A Leigh le latía tan rápido el corazón que estaba segura de que le temblaría la voz pero, antes de que pudiese decir nada, el Seigneur se incorporó con esfuerzo de la cama y se sentó mientras contemplaba al señor Piper con expresión de profunda repugnancia. Se pasó la mano por la cara y mientras se retiraba el pelo dijo:

– ¿Cuánto he de pagar para que salgáis de esta habitación?

– Treinta guineas -se apresuró a contestar el señor Piper.

El Seigneur repitió con un murmullo la cantidad mientras sacaba los pies de la cama y los apoyaba en el suelo; se cubrió el regazo con la sábana, puso los codos sobre las rodillas y se tapó la cara con las manos. El gruñido de mareo que soltó a continuación consiguió que hasta la propia Leigh se intranquilizara.

– Eso es lo que vale mi caballo -afirmó el señor Piper con rotundidad-, y encima me están amenazando con incautarlo.

– Ni siquiera me acuerdo… de vuestro maldito caballo -masculló el Seigneur llevándose una mano al abdomen-. Demonios, qué mal me encuentro.

– Tengo testigos, señor, que están dispuestos a hablar. Insisto en recibir una compensación. No deseo presentar cargos, pero…

– Coged el dinero -lo interrumpió S.T.-. Cogedlo y dejadme en paz -añadió al tiempo que respiraba hondo y le hacía débiles gestos con una mano.

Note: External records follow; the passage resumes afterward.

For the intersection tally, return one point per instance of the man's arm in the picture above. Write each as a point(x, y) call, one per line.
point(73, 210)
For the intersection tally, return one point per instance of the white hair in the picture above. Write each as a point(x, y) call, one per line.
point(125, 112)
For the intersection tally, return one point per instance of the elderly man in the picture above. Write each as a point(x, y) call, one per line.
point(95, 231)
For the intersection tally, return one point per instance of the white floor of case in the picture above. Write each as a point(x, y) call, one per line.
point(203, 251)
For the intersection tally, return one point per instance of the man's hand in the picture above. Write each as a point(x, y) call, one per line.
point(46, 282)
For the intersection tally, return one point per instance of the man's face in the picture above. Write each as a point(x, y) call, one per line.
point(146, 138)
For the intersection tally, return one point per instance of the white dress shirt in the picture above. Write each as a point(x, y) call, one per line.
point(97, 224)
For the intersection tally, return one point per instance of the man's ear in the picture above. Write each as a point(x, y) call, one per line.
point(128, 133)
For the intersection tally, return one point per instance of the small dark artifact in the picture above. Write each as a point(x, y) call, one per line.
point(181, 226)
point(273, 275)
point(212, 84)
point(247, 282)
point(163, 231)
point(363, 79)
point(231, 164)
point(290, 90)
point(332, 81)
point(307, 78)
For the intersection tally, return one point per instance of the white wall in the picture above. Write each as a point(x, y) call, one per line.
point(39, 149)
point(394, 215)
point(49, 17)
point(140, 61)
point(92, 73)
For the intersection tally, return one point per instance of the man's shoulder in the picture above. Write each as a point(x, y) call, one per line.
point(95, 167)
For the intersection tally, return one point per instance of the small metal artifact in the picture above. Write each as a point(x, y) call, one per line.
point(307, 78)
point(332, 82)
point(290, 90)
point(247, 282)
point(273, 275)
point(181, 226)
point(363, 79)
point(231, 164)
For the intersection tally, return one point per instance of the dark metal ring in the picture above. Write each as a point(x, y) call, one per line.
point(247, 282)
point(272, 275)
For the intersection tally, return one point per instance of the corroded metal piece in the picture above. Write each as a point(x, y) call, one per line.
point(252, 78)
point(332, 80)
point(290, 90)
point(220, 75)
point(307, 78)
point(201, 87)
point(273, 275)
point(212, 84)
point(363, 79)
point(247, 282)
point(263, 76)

A continuación miró a Leigh con una expresión de desconsuelo e indefensión que resultaba indignante por lo creíble que era. Menudo farsante estaba hecho. Hasta ella casi se había creído esa resaca fingida. Mientras S.T. seguía sentado en la cama encorvado, Leigh buscó en la bolsa de él con dedos temblorosos y, junto al collar de diamantes que podía incriminarlo, encontró billetes por la cantidad de treinta y una libras. Contó concienzudamente monedas por valor de cuatro coronas de plata y dio todo el dinero al señor Pipen.

– Y podéis quedaros con vuestro maldito jamelgo -murmuró el Seigneur-. No quiero esa bestia inmunda.

– Lamento mucho todas las molestias, señor Piper -dijo Leigh en tono muy serio-. ¿De verdad se han llevado el caballo?

– Aún no, señora -contestó mientras se guardaba el dinero en la levita-. Supongo que querrán hablar con él primero -dijo lanzando una mirada altiva al Seigneur-. Os aconsejo que hagáis todo lo posible para devolverlo a un estado normal, señora, y espero que no haya estado haciendo tonterías por ahí con los caballos de caballeros honrados.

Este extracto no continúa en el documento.